Suzanne Treister (UK, 1958)
Residency period: May – July 2022
At the start of my residency at La Becque I made a series of Tree of Life Garden Designs using photographs taken of wild flowers around Lake Geneva, at CERN, and in the garden of Carl Jung’s house on Lake Zürich, for my project KABBALISTIC FUTURISM. Then I made Scientific Dreaming, a project working with scientists at nearby CERN.
Encouraged by Carl Jung’s dream analysis of CERN physicist Wolfgang Pauli, Scientific Dreaming begins with a series of wild mountain flowers pressed inside pages of Jung’s book on the subject.
The central component is a series of diagrams resulting from individual workshops I carried out at CERN where I asked each scientist to write in turn a set of dates, characters and occupations, dreams, future hypothetical scientific breakthroughs and their outcomes for the world and for each character, plus a list of locations and events. I then explained this was the plot diagram for a science fiction short story they would write.
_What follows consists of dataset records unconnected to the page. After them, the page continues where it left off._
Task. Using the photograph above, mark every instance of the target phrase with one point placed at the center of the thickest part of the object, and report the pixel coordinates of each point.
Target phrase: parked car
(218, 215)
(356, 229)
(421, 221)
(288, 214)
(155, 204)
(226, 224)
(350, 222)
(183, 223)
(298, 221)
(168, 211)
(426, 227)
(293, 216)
The third stage of Scientific Dreaming consists of nine diagrams grouping together material from the plot diagrams, and a following stage will be the completed science-fiction stories.
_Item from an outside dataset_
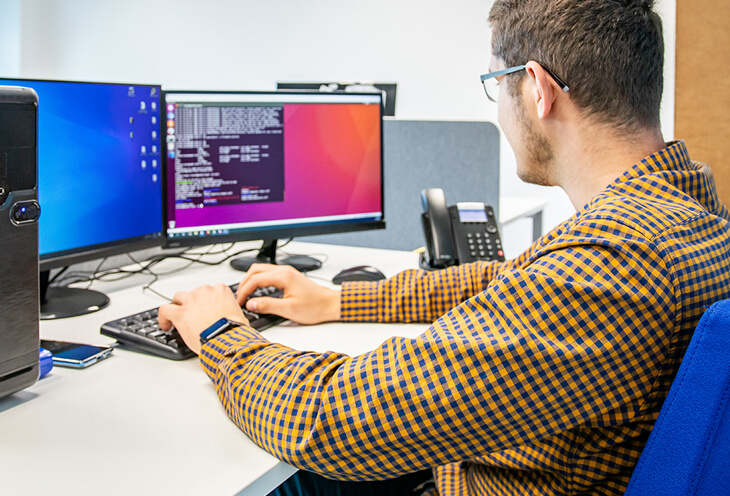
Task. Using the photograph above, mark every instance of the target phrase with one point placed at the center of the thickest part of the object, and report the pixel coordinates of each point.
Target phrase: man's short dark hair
(609, 52)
Scientific Dreaming is an attempt to open and expand the unconscious imagination of scientists in order to envisage positive futures based on hypothetical scientific breakthroughs and their potential outcomes for this world and beyond, whist exposing potential risks attached to related technological advances. — Suzanne Treister
Suzanne Treister is based in London, having lived in Australia, New York and Berlin. She was a pioneer in the new media field from the beginning of the 1990s, making work about emerging technologies, developing fictional worlds and international collaborative organizations. She has worked simultaneously across video, the internet, interactive technologies, photography, drawing and watercolor. In 1988 she was making work about video games, in 1992 about virtual reality, in 1993 about software and in 1995 she made her first web project and invented a time-traveling avatar, the subject of an interactive CD-rom. Treister has developed a large number of projects, many spanning several years, which engage with eccentric narratives and unconventional bodies of research. An ongoing focus of her work is the relationship between new technologies, society, alternative belief systems and the potential futures of humanity.